The problem is that there are trace quantities of cryptosporidium in the water. Other than diarrhoea, this stuff’s not going to do you much harm, but the advice was to boil water before use, even for brushing teeth. Thankfully, the landlady of our B & B had laid on bottles of boiled water on each landing.

Roundstone is on the edge of an Irish-speaking region and, sure enough, when we left the next day, it was only a few minutes before we passed the unmistakeable An Gaeltacht sign at the side of the road, denoting that we were entering an area where Irish is the primary language.

It was another beautiful drive. As usual, we went out of our way to take a scenic route along the coast.

Galway is a breath of fresh air after Dublin, the only other large city we’ve been to in the republic. It hasn’t yet sold its soul to commercialism, although one has to wonder whether Galway isn’t also destined for chronic dilution by the tsunami of globalisation (or the voracious appetite of the Celtic Tiger, if you prefer). The city has already swollen past its borders and partially subsumed the adjacent Gaeltacht area, which means that house prices are rising and native Irish speakers are having to leave the area and settle in other, invariably English-speaking areas. This is obviously bad for the indigenous language.

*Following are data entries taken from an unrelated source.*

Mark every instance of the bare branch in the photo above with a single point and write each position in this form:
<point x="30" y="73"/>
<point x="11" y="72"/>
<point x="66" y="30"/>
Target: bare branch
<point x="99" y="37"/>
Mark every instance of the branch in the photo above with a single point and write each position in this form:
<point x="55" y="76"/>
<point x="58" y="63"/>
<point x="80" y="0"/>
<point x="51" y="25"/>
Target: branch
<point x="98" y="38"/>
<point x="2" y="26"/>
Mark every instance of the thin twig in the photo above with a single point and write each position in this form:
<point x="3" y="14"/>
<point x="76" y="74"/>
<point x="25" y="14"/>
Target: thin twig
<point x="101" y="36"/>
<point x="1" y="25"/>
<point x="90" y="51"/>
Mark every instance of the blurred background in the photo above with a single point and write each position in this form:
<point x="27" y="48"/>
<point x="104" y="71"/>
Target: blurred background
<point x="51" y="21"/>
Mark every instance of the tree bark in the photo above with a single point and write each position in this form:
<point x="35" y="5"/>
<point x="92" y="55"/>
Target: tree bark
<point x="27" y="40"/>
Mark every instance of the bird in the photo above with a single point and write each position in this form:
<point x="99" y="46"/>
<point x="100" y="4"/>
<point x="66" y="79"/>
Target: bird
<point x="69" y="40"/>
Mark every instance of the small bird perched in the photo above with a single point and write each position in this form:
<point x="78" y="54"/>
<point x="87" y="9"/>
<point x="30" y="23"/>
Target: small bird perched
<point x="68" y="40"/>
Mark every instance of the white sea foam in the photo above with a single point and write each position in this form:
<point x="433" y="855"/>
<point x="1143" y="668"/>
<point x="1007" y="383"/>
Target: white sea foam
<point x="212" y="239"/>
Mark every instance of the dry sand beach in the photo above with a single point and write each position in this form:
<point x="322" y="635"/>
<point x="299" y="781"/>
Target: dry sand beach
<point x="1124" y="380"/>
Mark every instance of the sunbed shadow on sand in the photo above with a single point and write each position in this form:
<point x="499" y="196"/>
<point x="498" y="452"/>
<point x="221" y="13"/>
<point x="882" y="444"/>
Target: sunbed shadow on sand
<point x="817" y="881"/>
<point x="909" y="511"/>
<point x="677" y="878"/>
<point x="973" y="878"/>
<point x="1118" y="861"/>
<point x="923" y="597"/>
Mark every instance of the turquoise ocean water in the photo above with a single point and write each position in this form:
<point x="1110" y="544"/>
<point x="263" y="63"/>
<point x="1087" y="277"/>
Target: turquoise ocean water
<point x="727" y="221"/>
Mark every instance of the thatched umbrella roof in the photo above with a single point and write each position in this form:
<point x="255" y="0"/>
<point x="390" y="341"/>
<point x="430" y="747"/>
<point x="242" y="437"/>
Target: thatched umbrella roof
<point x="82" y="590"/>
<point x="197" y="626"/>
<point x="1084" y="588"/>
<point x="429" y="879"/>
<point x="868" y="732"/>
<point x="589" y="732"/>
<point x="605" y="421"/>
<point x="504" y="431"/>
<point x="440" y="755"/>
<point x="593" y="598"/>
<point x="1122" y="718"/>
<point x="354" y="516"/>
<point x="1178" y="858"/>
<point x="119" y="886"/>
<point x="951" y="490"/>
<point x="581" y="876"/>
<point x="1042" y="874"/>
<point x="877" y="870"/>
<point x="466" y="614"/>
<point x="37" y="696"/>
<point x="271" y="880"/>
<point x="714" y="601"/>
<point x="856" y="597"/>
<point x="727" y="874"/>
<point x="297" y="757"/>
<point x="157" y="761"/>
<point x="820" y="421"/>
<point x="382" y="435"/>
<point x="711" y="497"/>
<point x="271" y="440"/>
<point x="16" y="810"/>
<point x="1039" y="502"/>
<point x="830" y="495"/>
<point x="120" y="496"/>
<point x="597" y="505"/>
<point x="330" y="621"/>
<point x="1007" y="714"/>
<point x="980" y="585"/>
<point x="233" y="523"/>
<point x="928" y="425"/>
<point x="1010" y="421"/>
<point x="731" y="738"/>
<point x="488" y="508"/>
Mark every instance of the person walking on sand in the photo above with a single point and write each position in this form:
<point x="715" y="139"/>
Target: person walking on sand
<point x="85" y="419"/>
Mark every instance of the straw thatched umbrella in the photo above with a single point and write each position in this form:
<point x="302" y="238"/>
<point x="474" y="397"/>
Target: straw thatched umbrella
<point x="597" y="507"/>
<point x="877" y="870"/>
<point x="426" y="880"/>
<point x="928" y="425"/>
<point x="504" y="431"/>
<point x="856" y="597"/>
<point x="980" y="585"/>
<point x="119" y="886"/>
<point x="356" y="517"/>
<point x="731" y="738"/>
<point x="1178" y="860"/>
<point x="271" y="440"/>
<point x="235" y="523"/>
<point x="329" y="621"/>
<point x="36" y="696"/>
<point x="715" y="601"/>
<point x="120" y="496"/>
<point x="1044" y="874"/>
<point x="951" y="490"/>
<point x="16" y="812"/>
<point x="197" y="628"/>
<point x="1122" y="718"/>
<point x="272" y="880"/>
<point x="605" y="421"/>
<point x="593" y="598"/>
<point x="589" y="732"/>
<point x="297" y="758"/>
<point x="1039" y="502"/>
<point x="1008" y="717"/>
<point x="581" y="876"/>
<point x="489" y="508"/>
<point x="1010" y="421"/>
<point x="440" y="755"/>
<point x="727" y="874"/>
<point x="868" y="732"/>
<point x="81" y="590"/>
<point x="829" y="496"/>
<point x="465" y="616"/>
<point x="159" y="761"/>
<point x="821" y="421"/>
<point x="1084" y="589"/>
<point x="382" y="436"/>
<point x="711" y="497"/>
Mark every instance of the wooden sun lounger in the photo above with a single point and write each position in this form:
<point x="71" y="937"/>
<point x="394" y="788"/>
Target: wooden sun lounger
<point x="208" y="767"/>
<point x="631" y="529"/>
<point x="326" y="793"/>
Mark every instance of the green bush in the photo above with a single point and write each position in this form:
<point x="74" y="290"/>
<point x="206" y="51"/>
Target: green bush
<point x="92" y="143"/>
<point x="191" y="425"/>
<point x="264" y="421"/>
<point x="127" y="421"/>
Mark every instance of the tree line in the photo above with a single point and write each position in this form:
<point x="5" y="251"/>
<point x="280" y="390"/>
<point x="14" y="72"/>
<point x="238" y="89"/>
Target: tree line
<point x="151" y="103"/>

Cities all over the world are afflicted by the same plight. It seems that anywhere worth living is, sooner or later, destined to become a victim of its own success, as people and commerce flock to it. Galway is very strongly affected, though, and is Ireland’s fastest growing city. It’s not hard to see why.

Anno 2008, Galway is still a lovely place, full of charming little cafés with terraces from which to bask in the sun (assuming you see any), and pubs galore, most of which play host to traditional Irish music most days of the week.

It’s really busy here this week, because the Galway Races are taking place. It’s the busiest week of the year for the city and finding a hotel was quite hard.

The weather remains hit or miss. We’ve had a couple of good soakings over the last couple of days, but we don’t let it dampen our spirits.

Tomorrow, we leave for Ennistymon (Inis Diomáin) in Co. Clare (Contae an Chláir).

We now have the rest of our trip mapped out and hotels reserved for all but one night of our stay. We’ve also booked our return ferry crossing from Rosslare to Fishguard and our tunnel crossing from Folkestone to Calais.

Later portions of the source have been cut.